Version 6.8 of Quantum Espresso has been benchmarked on Bebop on the Broadwell, Knights Landing, and Swing. These builds can be found in subfolders of /soft/espresso/6.8/{bdw,knl-omp, and swing}. There are sample bash scripts in the /soft/espresso/6.8/{bdw,knl-omp, and swing}/examples folders which can be submitted as batch jobs through slurm (sbatch) for each architecture.
On the PSIWAT benchmark, the KNL nodes are 40% faster than the Broadwell nodes. Since the cost of a KNL node is about 60% of a BDW node the KNL nodes are the most cost-efficient architecture to run Quantum Espresso on bebop.
Note that there was not enough memory to run the PSIWAT benchmark on one KNL node or one GPU.
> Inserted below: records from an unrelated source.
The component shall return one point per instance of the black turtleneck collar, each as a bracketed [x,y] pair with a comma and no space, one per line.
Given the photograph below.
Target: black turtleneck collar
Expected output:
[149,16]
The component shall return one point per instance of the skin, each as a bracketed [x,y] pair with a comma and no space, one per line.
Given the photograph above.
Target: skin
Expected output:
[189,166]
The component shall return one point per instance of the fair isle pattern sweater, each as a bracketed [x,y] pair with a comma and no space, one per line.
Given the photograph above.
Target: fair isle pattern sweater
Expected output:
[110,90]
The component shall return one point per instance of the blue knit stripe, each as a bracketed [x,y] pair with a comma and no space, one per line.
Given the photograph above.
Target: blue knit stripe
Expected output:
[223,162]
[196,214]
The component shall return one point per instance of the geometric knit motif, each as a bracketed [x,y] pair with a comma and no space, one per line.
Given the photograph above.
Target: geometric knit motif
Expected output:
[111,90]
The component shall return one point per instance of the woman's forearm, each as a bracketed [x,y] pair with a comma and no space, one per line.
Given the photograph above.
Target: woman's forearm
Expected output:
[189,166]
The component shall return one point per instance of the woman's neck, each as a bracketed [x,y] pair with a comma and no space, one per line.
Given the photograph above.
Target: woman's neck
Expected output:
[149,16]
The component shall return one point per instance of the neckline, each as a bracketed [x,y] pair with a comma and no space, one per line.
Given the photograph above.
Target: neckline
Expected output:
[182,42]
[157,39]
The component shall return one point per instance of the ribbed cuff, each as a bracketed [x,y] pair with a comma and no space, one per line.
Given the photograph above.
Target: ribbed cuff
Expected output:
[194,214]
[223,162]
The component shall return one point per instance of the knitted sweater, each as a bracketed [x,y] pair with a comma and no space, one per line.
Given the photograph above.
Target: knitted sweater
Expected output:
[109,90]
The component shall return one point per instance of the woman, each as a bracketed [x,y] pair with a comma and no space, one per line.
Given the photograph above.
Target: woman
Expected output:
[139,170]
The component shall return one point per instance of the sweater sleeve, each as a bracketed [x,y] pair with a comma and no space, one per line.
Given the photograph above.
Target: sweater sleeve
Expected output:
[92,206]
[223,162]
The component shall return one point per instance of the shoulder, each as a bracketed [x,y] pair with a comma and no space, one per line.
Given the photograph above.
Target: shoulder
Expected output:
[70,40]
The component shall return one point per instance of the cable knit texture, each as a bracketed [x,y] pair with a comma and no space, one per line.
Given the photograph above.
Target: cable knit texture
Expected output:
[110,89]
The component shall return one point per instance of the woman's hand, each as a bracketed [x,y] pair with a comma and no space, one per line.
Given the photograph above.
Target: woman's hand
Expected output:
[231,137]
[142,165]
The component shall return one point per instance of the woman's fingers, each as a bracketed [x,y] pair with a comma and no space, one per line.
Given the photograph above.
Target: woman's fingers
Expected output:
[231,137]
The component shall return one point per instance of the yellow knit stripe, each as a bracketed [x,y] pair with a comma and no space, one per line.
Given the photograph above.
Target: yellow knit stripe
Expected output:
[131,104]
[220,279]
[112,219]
Two GPUs on a swing node are five times faster than two KNL nodes and eight times faster than two BDW nodes. A pair of GPUs are faster throughput than sixteen BDW or KNL nodes for the PSIWAT benchmark.
Unfortunately, the number of GPUs is limited to the number of pools (k-points) in Quantum Espresso and the GPU memory. If your job dies on one GPU, try running on more GPUs to access more GPU memory. The GPUs are a good option to improve the throughput of your Quantum Espresso Simulations.